EUR: 4 Cross-Currents In Play: What Is The Trade? –

EUR-USD had an exciting week with various forces influencing it. Morgan Stanley explains what’s going and what’s next:

Here is their view, courtesy of eFXnews:

In its weekly note to clients, Morgan Stanley argues that the cross-currents of negative flow dynamics and upward pressure from risk appetite may keep EUR without a clear trend in the near term.

Here are MS’ explanation for some of these cross-currents along with their structural strategy to trade the EUR over the course of their year. 

4 cross-currents in play:

First, EUR inflation rates have continued undershooting expectations. Indeed, inflation momentum itself has fallen fast in recent months, leading some to question whether the ECB’s recent stimulus efforts will be enough. Of the G4, Europe faces the slowest core inflation momentum as pointed out by our inflation strategists Global Inflation Monitor. 5 year inflation swaps have declined by almost 20bps taking inflation expectations back to levels last traded in October. Nominal rate expectations have come down in line with falling inflation rates increasing opportunity costs of holding EUR liquidity.

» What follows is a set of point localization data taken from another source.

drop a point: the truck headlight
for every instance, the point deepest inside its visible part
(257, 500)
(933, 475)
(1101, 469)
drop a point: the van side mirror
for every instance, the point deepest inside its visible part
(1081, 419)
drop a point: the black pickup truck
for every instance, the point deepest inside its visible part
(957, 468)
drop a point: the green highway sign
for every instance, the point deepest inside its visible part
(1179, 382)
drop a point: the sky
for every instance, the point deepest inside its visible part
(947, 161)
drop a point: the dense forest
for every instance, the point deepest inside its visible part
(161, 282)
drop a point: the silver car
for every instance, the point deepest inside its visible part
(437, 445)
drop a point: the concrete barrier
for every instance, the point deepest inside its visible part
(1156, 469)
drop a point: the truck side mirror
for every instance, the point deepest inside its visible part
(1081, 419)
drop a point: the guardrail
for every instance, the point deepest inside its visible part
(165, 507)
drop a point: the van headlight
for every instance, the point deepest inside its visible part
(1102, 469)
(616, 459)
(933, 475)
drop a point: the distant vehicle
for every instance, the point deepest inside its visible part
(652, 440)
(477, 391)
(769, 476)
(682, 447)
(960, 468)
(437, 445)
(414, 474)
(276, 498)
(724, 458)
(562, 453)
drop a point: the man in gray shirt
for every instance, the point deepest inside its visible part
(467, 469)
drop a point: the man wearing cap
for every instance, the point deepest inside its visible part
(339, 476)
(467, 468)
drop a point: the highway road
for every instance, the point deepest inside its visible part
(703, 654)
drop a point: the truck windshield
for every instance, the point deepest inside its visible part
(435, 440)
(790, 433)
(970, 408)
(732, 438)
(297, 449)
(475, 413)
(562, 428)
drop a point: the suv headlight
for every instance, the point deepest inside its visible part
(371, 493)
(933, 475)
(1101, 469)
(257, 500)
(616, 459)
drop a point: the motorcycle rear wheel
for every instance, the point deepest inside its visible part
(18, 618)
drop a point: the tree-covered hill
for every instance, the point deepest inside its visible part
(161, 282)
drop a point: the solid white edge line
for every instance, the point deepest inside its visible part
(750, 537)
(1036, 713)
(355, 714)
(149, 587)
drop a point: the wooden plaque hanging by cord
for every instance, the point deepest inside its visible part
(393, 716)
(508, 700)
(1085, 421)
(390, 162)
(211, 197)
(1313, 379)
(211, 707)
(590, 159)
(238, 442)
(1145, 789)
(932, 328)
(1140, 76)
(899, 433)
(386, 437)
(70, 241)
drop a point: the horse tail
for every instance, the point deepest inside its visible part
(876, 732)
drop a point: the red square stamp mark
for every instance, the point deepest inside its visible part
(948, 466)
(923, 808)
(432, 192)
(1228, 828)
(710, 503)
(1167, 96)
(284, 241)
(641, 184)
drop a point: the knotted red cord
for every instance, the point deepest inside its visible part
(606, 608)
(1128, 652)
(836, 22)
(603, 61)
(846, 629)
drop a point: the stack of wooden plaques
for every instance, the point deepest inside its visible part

Second, while the ECB disappointed markets by failing to increase monthly asset purchases, it did cut interest rates even further into negative territory. We think reserve managers are particularly sensitive to negative rates as they violate the principle of capital preservation. The IMF’s latest COFER data show that reserve managers continue to bring the EUR share of their portfolios down. The start of the new year and fresh liquidity has given reserve managers a window to resume their structural diversification out of EUR.

Third, the RMB has declined not only against the USD, but as well in TWI terms. This has increased global deflationary pressures where trade to China is significant and where there are open economies impacted by the evolution of global trade. EMU falls in these categories, so when the RMB moves the EUR tends to follow.

Finally, the EUR is now better suited for funding. On the funding side we differentiate between maturity neutral funding and what is widely understood as the carry trade. Carry trade funding involves investors monetising interest rate differentials but accepting maturity mismatches between generally shorter funding and longer investment time horizons. Hence carry trades are less stable than maturity-neutral funding situations,” MS clarifies.

What is the trade?

MS likes short EURJPY as a structural trade over the course of the year.

“In the the end, we would not go so far as to say that the EUR’s lower beta to risk is permanent; it has only been a few days of activity. But there are certainly structural weights on the EUR that are not apparent in JPY.For this reason our forecasts still imply another 10% of downside in EURJPY this year,” MS projects.